Toyota Motor Corporation (NYSE: TM) reported fourth-quarter and fiscal 2016 results yesterday after market close. Japanese automaker opened at $101.99 (+3.6%) on Thursday in spite of weak earnings results and lower full year forecasts.
Toyota Motor Corporation reported a 2.1% drop in consolidated revenues to 6.97 trillion yen ($60.6 billion) in fourth-quarter fiscal 2016 compared to the same period of last year, missing Zacks Consensus Estimate of $63.1 billion. For FY2016, the company posted a 4.3 percent year to year increase in consolidated net revenues to 28.4 trillion yen (($236.7 billion), missing Zacks Consensus Estimate of $239.11 billion.
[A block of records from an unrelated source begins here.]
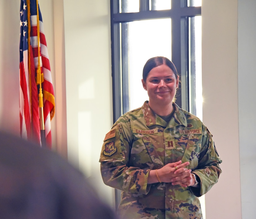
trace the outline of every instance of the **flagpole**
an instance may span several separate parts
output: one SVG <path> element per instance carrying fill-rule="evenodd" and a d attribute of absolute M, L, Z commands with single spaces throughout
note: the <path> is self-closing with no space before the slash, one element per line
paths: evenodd
<path fill-rule="evenodd" d="M 42 84 L 43 76 L 41 74 L 41 67 L 40 65 L 40 32 L 39 24 L 39 13 L 38 7 L 38 1 L 36 0 L 36 9 L 37 16 L 37 42 L 38 48 L 38 63 L 37 70 L 37 81 L 39 84 L 39 93 L 38 97 L 39 102 L 39 113 L 40 119 L 40 130 L 41 134 L 41 143 L 42 146 L 45 146 L 46 145 L 45 137 L 45 127 L 44 125 L 44 120 L 43 116 L 43 94 L 42 92 Z"/>

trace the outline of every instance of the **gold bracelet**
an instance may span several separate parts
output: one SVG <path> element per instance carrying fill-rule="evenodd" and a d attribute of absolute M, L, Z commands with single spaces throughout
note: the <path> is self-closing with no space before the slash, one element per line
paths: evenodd
<path fill-rule="evenodd" d="M 160 179 L 159 178 L 159 176 L 158 176 L 158 174 L 157 173 L 157 170 L 155 170 L 155 174 L 156 175 L 156 178 L 157 178 L 157 179 L 158 180 L 158 181 L 159 181 L 159 182 L 162 182 L 160 180 Z"/>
Earnings per share in increased to 735.36 ($12.25) in fiscal 2016, also lagged Zacks Consensus Estimate of $12.91.
Consolidated vehicle unit sales in Japan and overseas decreased by 3.2% to 8,681 thousand units in FY2016 compared with FY2015. It is worth noting that the decrease in overseas vehicle unit sales expanded in North America despite the overall sales decline. In addition, the company forecasts a 35 percent drop in net income to 1.5 trillion yen for the fiscal year ending March 31, 2017, far short of average Thomson Reuters`s estimates of 2.25 trillion yen.
"We have benefited from an exchange rate tailwind that has helped raise our earnings above the level of our true capabilities," Toyota's President Akio Toyoda said, "Although this has enabled us to take on new challenges, that set of circumstances is likely to change for the worse this year."
The benefits of "exchange rate tailwind" boosted earnings from Japan-exported models` sold overseas, leading to four-straight years of record profit for Toyota. However, Foreign-exchange rate changes probably will reduce operating profit by about 935 billion in the following year. To against yen swings, the company is scheduled to build new plants outside Japan and to cut costs for new plants by its in-house global architecture system at the same time. As Akio has said in the financial statement, a robust financial foundation would be critical for Toyota to prepare for future challenges in advance.